Fitness tracking mobile application

Endomondo is a health and wellness website. It allows users to track their health statistics and provides insights on fitness trends. Originally launched in 2007, Endomondo was acquired by Under Armour in 2015. Under Armour shut down Endomondo in 2020, but, by 2024, Endomondo re-launched as its own entity.

==History==
Endomondo started in Denmark in 2007 by Mette Lykke, Christian Birk and Jakob Nordenhof Jønck. In 2011, the company opened an office in Silicon Valley, USA, but kept its research and development department in Denmark. In 2013, Endomondo LLC was listed in Red Herring as a European finalists for promising start-ups. The same year, Christian Birk and Jakob Nordenhof Jønck left the daily operation of the company, but kept co-ownership.

In February 2015, Endomondo LLC was acquired by athletic apparel maker Under Armour for $85 million. Endomondo, at that time, had over 20 million users.

In October 2020, Under Armour announced that Endomondo would be shutting down and selling off MyFitnessPal to the private equity firm Francisco Partners for $345 million. Service stopped on 31 December 2020, giving customers until 15 February 2021 to download an archive of their historic data.

In 2024, Endomondo.com was brought back online as a professional fitness guidance website.

==Features==
Endomondo provides numerous workouts, guidance on exercises, performance-enhancing nutrition, and tips. Previously, Endomondo was able to track numerous fitness attributes such as running routes, distance, duration, and calories. The software helped analyze performance and recommend improvements.

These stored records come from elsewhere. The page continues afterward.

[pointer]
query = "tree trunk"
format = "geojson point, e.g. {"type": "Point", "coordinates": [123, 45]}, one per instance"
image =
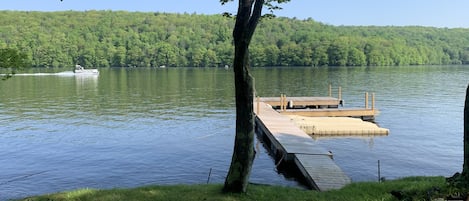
{"type": "Point", "coordinates": [249, 12]}
{"type": "Point", "coordinates": [465, 169]}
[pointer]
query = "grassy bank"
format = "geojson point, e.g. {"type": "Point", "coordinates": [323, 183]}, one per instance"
{"type": "Point", "coordinates": [416, 188]}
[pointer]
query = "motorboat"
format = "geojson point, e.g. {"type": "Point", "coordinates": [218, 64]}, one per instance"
{"type": "Point", "coordinates": [80, 70]}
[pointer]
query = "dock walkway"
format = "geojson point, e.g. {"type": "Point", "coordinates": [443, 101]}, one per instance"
{"type": "Point", "coordinates": [291, 144]}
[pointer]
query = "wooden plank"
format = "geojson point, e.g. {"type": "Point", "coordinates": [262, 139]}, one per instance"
{"type": "Point", "coordinates": [302, 101]}
{"type": "Point", "coordinates": [322, 170]}
{"type": "Point", "coordinates": [349, 112]}
{"type": "Point", "coordinates": [335, 126]}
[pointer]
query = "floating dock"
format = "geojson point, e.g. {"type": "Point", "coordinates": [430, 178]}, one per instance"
{"type": "Point", "coordinates": [289, 143]}
{"type": "Point", "coordinates": [337, 126]}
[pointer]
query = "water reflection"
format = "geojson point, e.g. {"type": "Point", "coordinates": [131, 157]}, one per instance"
{"type": "Point", "coordinates": [136, 126]}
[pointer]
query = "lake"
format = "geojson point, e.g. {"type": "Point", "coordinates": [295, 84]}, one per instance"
{"type": "Point", "coordinates": [141, 126]}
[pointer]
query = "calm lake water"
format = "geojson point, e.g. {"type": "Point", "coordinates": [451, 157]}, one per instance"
{"type": "Point", "coordinates": [134, 127]}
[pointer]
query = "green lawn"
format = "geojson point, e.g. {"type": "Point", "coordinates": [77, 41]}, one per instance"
{"type": "Point", "coordinates": [415, 188]}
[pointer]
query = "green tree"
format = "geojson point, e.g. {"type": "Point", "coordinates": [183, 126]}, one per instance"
{"type": "Point", "coordinates": [247, 18]}
{"type": "Point", "coordinates": [13, 60]}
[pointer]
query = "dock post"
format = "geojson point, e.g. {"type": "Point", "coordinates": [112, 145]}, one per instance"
{"type": "Point", "coordinates": [366, 100]}
{"type": "Point", "coordinates": [281, 102]}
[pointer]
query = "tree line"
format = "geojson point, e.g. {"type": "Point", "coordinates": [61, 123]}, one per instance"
{"type": "Point", "coordinates": [143, 39]}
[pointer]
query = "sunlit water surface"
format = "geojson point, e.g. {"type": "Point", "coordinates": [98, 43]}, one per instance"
{"type": "Point", "coordinates": [134, 127]}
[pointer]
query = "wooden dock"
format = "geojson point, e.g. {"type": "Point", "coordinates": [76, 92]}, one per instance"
{"type": "Point", "coordinates": [319, 107]}
{"type": "Point", "coordinates": [289, 143]}
{"type": "Point", "coordinates": [337, 126]}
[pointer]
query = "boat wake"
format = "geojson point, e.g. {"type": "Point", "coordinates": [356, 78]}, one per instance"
{"type": "Point", "coordinates": [64, 73]}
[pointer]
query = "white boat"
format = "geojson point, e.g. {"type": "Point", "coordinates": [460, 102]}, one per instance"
{"type": "Point", "coordinates": [79, 70]}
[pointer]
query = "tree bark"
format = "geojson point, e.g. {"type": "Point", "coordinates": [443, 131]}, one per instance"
{"type": "Point", "coordinates": [248, 15]}
{"type": "Point", "coordinates": [465, 170]}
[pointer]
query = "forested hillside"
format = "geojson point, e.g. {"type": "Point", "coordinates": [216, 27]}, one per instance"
{"type": "Point", "coordinates": [124, 39]}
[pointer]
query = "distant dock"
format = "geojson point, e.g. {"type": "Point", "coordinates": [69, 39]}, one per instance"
{"type": "Point", "coordinates": [287, 126]}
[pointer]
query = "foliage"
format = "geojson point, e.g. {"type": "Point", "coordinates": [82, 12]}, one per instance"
{"type": "Point", "coordinates": [122, 39]}
{"type": "Point", "coordinates": [416, 188]}
{"type": "Point", "coordinates": [12, 59]}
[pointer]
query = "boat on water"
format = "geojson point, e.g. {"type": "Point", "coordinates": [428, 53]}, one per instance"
{"type": "Point", "coordinates": [80, 70]}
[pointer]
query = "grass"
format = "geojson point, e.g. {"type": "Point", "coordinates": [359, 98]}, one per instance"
{"type": "Point", "coordinates": [414, 188]}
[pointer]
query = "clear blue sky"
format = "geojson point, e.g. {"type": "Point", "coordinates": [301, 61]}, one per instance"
{"type": "Point", "coordinates": [436, 13]}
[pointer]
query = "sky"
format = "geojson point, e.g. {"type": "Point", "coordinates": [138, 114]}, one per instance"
{"type": "Point", "coordinates": [434, 13]}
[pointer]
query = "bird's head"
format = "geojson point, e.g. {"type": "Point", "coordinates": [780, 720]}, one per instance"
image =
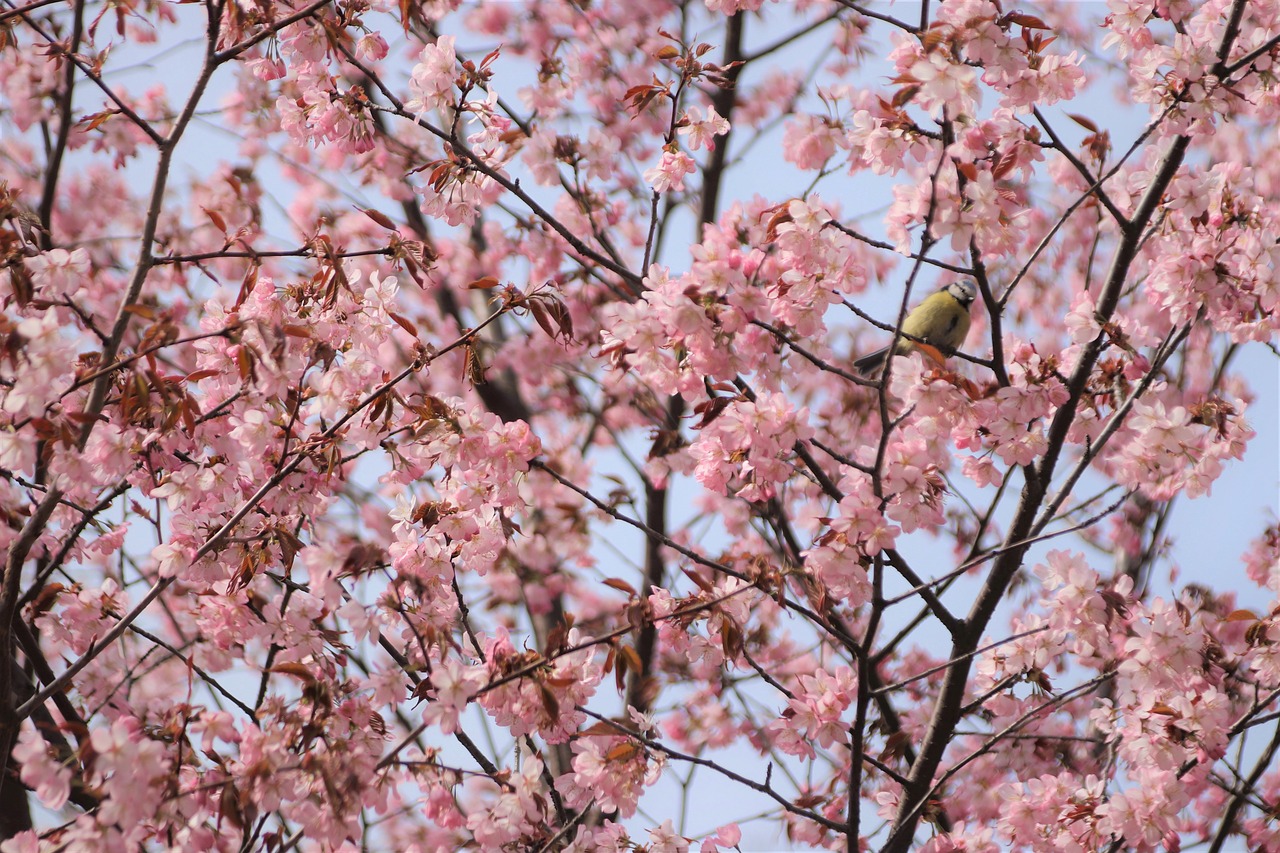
{"type": "Point", "coordinates": [963, 292]}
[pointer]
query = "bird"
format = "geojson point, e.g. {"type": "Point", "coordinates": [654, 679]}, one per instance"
{"type": "Point", "coordinates": [940, 322]}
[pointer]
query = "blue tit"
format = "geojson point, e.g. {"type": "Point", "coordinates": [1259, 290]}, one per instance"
{"type": "Point", "coordinates": [941, 322]}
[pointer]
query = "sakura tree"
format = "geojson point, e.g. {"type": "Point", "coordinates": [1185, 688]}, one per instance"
{"type": "Point", "coordinates": [430, 425]}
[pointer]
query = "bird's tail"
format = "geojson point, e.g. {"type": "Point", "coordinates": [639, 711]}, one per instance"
{"type": "Point", "coordinates": [871, 363]}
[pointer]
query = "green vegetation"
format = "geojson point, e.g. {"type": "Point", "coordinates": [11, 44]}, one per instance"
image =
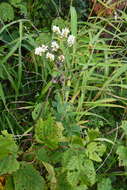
{"type": "Point", "coordinates": [63, 97]}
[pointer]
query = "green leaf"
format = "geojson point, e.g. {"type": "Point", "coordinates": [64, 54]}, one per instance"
{"type": "Point", "coordinates": [6, 12]}
{"type": "Point", "coordinates": [2, 96]}
{"type": "Point", "coordinates": [93, 134]}
{"type": "Point", "coordinates": [95, 151]}
{"type": "Point", "coordinates": [48, 132]}
{"type": "Point", "coordinates": [9, 183]}
{"type": "Point", "coordinates": [73, 21]}
{"type": "Point", "coordinates": [7, 145]}
{"type": "Point", "coordinates": [37, 110]}
{"type": "Point", "coordinates": [42, 155]}
{"type": "Point", "coordinates": [122, 155]}
{"type": "Point", "coordinates": [28, 178]}
{"type": "Point", "coordinates": [105, 184]}
{"type": "Point", "coordinates": [52, 177]}
{"type": "Point", "coordinates": [8, 154]}
{"type": "Point", "coordinates": [8, 165]}
{"type": "Point", "coordinates": [80, 171]}
{"type": "Point", "coordinates": [124, 126]}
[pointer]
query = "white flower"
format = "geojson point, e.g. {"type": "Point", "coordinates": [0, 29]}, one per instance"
{"type": "Point", "coordinates": [65, 32]}
{"type": "Point", "coordinates": [44, 48]}
{"type": "Point", "coordinates": [56, 29]}
{"type": "Point", "coordinates": [38, 51]}
{"type": "Point", "coordinates": [71, 40]}
{"type": "Point", "coordinates": [54, 46]}
{"type": "Point", "coordinates": [61, 58]}
{"type": "Point", "coordinates": [41, 49]}
{"type": "Point", "coordinates": [50, 56]}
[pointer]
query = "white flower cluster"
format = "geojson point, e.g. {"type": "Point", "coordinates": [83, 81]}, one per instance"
{"type": "Point", "coordinates": [64, 34]}
{"type": "Point", "coordinates": [54, 46]}
{"type": "Point", "coordinates": [41, 49]}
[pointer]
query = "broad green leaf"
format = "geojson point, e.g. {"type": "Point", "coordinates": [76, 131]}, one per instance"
{"type": "Point", "coordinates": [8, 154]}
{"type": "Point", "coordinates": [42, 155]}
{"type": "Point", "coordinates": [37, 110]}
{"type": "Point", "coordinates": [95, 151]}
{"type": "Point", "coordinates": [46, 132]}
{"type": "Point", "coordinates": [80, 170]}
{"type": "Point", "coordinates": [8, 165]}
{"type": "Point", "coordinates": [9, 183]}
{"type": "Point", "coordinates": [93, 134]}
{"type": "Point", "coordinates": [28, 178]}
{"type": "Point", "coordinates": [7, 145]}
{"type": "Point", "coordinates": [52, 177]}
{"type": "Point", "coordinates": [122, 155]}
{"type": "Point", "coordinates": [104, 184]}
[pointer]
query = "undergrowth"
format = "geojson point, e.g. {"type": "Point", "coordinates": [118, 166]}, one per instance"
{"type": "Point", "coordinates": [63, 106]}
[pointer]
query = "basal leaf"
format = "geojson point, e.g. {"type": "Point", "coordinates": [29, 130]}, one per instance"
{"type": "Point", "coordinates": [6, 12]}
{"type": "Point", "coordinates": [95, 151]}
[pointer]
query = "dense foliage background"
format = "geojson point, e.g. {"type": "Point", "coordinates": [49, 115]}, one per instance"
{"type": "Point", "coordinates": [63, 121]}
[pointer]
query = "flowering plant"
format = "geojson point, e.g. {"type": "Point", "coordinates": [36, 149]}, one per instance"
{"type": "Point", "coordinates": [56, 52]}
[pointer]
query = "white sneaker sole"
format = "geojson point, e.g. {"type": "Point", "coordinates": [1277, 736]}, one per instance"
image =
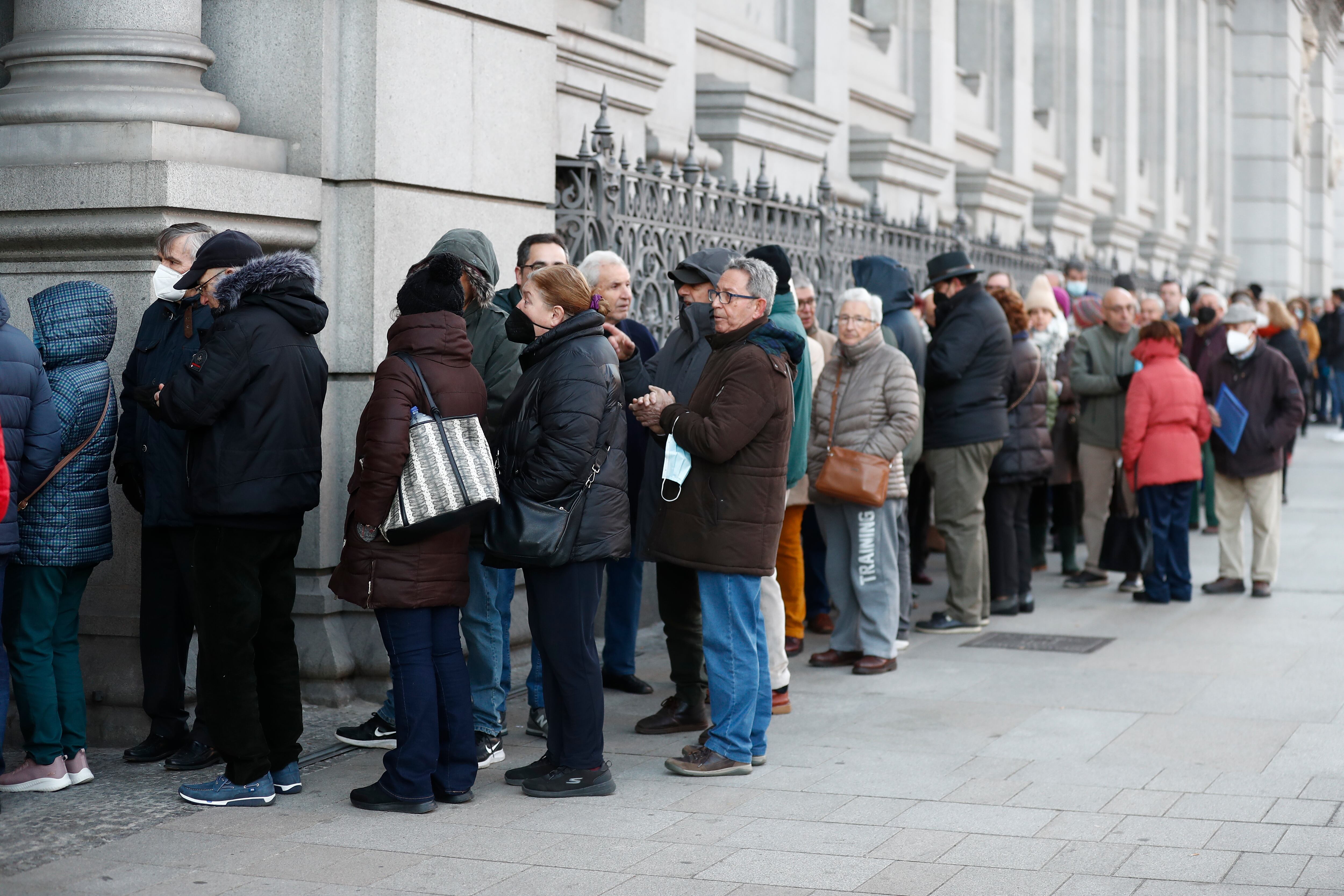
{"type": "Point", "coordinates": [38, 785]}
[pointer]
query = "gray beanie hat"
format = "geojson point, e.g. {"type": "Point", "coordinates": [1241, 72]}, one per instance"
{"type": "Point", "coordinates": [472, 248]}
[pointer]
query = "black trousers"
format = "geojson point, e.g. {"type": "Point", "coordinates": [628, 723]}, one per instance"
{"type": "Point", "coordinates": [248, 666]}
{"type": "Point", "coordinates": [562, 612]}
{"type": "Point", "coordinates": [166, 627]}
{"type": "Point", "coordinates": [679, 608]}
{"type": "Point", "coordinates": [1009, 531]}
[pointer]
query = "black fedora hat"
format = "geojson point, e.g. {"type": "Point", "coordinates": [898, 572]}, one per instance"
{"type": "Point", "coordinates": [949, 265]}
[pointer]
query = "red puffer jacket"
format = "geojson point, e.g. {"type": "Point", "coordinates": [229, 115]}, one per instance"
{"type": "Point", "coordinates": [1166, 418]}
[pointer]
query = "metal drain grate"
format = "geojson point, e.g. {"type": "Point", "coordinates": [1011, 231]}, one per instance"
{"type": "Point", "coordinates": [1019, 641]}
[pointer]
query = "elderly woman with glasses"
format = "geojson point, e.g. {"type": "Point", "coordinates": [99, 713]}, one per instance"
{"type": "Point", "coordinates": [866, 401]}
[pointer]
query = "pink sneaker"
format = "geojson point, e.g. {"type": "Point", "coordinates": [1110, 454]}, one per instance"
{"type": "Point", "coordinates": [78, 768]}
{"type": "Point", "coordinates": [30, 776]}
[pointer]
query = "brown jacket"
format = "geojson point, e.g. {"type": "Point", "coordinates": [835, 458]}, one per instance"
{"type": "Point", "coordinates": [737, 426]}
{"type": "Point", "coordinates": [431, 573]}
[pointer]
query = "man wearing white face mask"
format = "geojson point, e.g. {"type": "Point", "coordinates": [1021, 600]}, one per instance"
{"type": "Point", "coordinates": [151, 465]}
{"type": "Point", "coordinates": [1252, 473]}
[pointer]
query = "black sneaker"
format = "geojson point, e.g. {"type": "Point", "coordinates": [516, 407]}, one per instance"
{"type": "Point", "coordinates": [376, 733]}
{"type": "Point", "coordinates": [488, 750]}
{"type": "Point", "coordinates": [538, 769]}
{"type": "Point", "coordinates": [537, 723]}
{"type": "Point", "coordinates": [573, 782]}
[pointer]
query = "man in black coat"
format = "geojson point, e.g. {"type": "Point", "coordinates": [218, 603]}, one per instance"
{"type": "Point", "coordinates": [252, 404]}
{"type": "Point", "coordinates": [151, 464]}
{"type": "Point", "coordinates": [966, 425]}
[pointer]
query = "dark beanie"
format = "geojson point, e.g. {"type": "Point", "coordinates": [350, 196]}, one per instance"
{"type": "Point", "coordinates": [779, 260]}
{"type": "Point", "coordinates": [435, 288]}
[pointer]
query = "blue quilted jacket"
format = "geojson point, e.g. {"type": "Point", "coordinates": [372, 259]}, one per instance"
{"type": "Point", "coordinates": [69, 523]}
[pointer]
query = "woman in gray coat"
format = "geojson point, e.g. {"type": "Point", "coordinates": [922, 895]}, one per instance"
{"type": "Point", "coordinates": [867, 547]}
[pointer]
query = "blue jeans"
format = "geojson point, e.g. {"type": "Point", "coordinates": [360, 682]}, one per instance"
{"type": "Point", "coordinates": [624, 589]}
{"type": "Point", "coordinates": [435, 741]}
{"type": "Point", "coordinates": [1167, 510]}
{"type": "Point", "coordinates": [738, 662]}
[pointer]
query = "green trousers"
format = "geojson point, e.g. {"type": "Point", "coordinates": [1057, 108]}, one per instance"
{"type": "Point", "coordinates": [42, 636]}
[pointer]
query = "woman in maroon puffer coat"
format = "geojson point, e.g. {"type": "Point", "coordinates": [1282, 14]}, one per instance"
{"type": "Point", "coordinates": [416, 589]}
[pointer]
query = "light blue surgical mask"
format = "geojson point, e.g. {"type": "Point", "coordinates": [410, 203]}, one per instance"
{"type": "Point", "coordinates": [677, 467]}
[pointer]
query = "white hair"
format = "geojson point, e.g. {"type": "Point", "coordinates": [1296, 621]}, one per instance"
{"type": "Point", "coordinates": [593, 264]}
{"type": "Point", "coordinates": [861, 295]}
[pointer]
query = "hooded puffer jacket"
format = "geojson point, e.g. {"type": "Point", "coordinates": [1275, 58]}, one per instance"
{"type": "Point", "coordinates": [31, 426]}
{"type": "Point", "coordinates": [878, 410]}
{"type": "Point", "coordinates": [69, 523]}
{"type": "Point", "coordinates": [565, 410]}
{"type": "Point", "coordinates": [433, 572]}
{"type": "Point", "coordinates": [1027, 453]}
{"type": "Point", "coordinates": [252, 399]}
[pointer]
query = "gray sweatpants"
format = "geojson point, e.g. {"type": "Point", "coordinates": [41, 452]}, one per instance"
{"type": "Point", "coordinates": [869, 576]}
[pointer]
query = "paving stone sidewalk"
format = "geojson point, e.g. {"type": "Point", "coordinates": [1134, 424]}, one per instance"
{"type": "Point", "coordinates": [1202, 751]}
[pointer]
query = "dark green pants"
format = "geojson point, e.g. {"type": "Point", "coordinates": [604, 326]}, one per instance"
{"type": "Point", "coordinates": [42, 636]}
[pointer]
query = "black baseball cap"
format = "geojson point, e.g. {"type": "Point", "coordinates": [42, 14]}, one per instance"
{"type": "Point", "coordinates": [228, 249]}
{"type": "Point", "coordinates": [703, 266]}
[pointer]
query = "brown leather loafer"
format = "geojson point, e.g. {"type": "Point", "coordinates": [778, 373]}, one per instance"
{"type": "Point", "coordinates": [835, 659]}
{"type": "Point", "coordinates": [675, 715]}
{"type": "Point", "coordinates": [874, 666]}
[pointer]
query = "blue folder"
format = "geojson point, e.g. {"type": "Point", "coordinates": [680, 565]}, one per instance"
{"type": "Point", "coordinates": [1234, 417]}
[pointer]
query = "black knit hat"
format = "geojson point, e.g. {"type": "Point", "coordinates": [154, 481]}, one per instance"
{"type": "Point", "coordinates": [435, 288]}
{"type": "Point", "coordinates": [779, 260]}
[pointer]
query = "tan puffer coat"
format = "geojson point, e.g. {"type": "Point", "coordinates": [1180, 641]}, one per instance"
{"type": "Point", "coordinates": [878, 410]}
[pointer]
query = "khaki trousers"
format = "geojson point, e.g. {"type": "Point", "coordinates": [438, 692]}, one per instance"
{"type": "Point", "coordinates": [960, 476]}
{"type": "Point", "coordinates": [1264, 495]}
{"type": "Point", "coordinates": [1097, 469]}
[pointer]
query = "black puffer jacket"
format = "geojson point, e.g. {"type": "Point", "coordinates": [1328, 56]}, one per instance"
{"type": "Point", "coordinates": [1027, 453]}
{"type": "Point", "coordinates": [566, 408]}
{"type": "Point", "coordinates": [252, 399]}
{"type": "Point", "coordinates": [964, 373]}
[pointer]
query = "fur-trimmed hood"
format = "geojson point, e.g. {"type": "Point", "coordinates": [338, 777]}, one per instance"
{"type": "Point", "coordinates": [284, 283]}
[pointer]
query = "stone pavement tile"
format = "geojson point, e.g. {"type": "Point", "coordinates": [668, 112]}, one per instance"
{"type": "Point", "coordinates": [453, 876]}
{"type": "Point", "coordinates": [1303, 812]}
{"type": "Point", "coordinates": [808, 837]}
{"type": "Point", "coordinates": [869, 811]}
{"type": "Point", "coordinates": [976, 820]}
{"type": "Point", "coordinates": [1062, 734]}
{"type": "Point", "coordinates": [1171, 863]}
{"type": "Point", "coordinates": [1323, 871]}
{"type": "Point", "coordinates": [1221, 808]}
{"type": "Point", "coordinates": [793, 870]}
{"type": "Point", "coordinates": [991, 851]}
{"type": "Point", "coordinates": [1222, 745]}
{"type": "Point", "coordinates": [783, 804]}
{"type": "Point", "coordinates": [1142, 802]}
{"type": "Point", "coordinates": [681, 860]}
{"type": "Point", "coordinates": [1248, 837]}
{"type": "Point", "coordinates": [988, 793]}
{"type": "Point", "coordinates": [1312, 841]}
{"type": "Point", "coordinates": [1267, 870]}
{"type": "Point", "coordinates": [917, 845]}
{"type": "Point", "coordinates": [1080, 825]}
{"type": "Point", "coordinates": [909, 879]}
{"type": "Point", "coordinates": [1065, 797]}
{"type": "Point", "coordinates": [1002, 882]}
{"type": "Point", "coordinates": [1089, 859]}
{"type": "Point", "coordinates": [1163, 832]}
{"type": "Point", "coordinates": [701, 829]}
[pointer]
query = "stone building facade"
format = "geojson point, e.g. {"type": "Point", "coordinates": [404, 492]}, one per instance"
{"type": "Point", "coordinates": [1168, 138]}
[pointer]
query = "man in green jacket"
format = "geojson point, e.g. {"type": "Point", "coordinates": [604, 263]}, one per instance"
{"type": "Point", "coordinates": [1100, 375]}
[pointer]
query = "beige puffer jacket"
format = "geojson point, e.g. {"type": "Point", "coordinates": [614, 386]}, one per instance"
{"type": "Point", "coordinates": [878, 412]}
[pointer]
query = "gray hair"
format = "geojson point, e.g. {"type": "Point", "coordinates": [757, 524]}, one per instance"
{"type": "Point", "coordinates": [593, 262]}
{"type": "Point", "coordinates": [861, 295]}
{"type": "Point", "coordinates": [761, 279]}
{"type": "Point", "coordinates": [195, 233]}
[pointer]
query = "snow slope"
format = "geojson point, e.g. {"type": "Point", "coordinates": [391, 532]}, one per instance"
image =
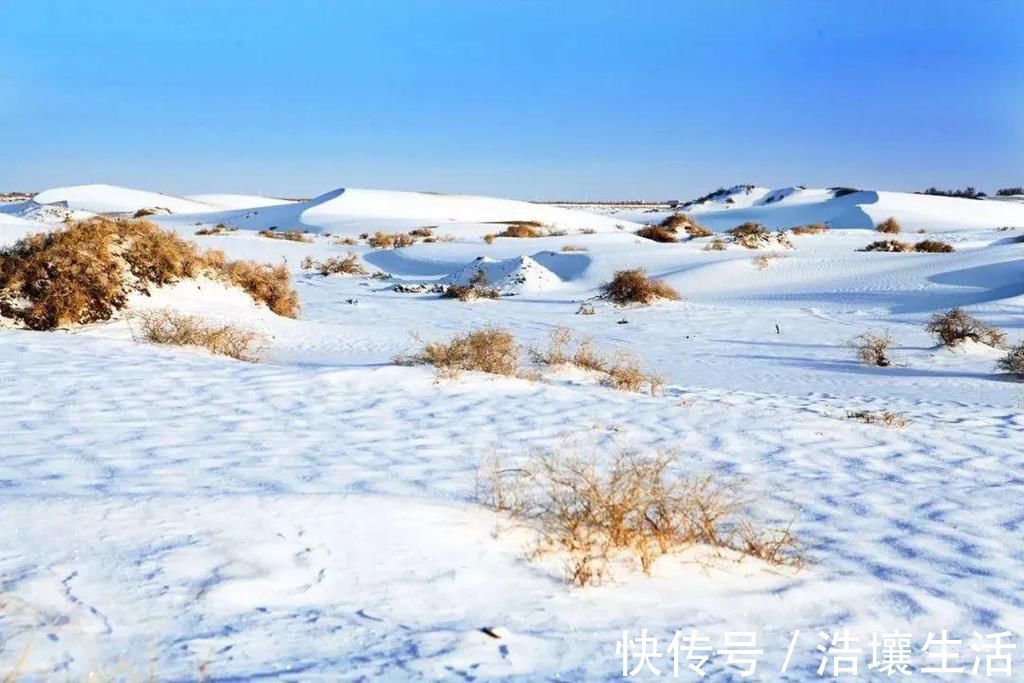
{"type": "Point", "coordinates": [174, 515]}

There was a free and a paid version available of Endomondo. The free version had advertisements. The paid Premium version was free of advertisements and included additional features such as the possibility to create one's own training plan. The offering of additional features was different between the Android, IOS and Windows platforms, and had significantly better features for tracking performance over time than UnderArmours suggested replacement.

Endomondo offered challenges of various types to the user and allowed users to create their own challenges.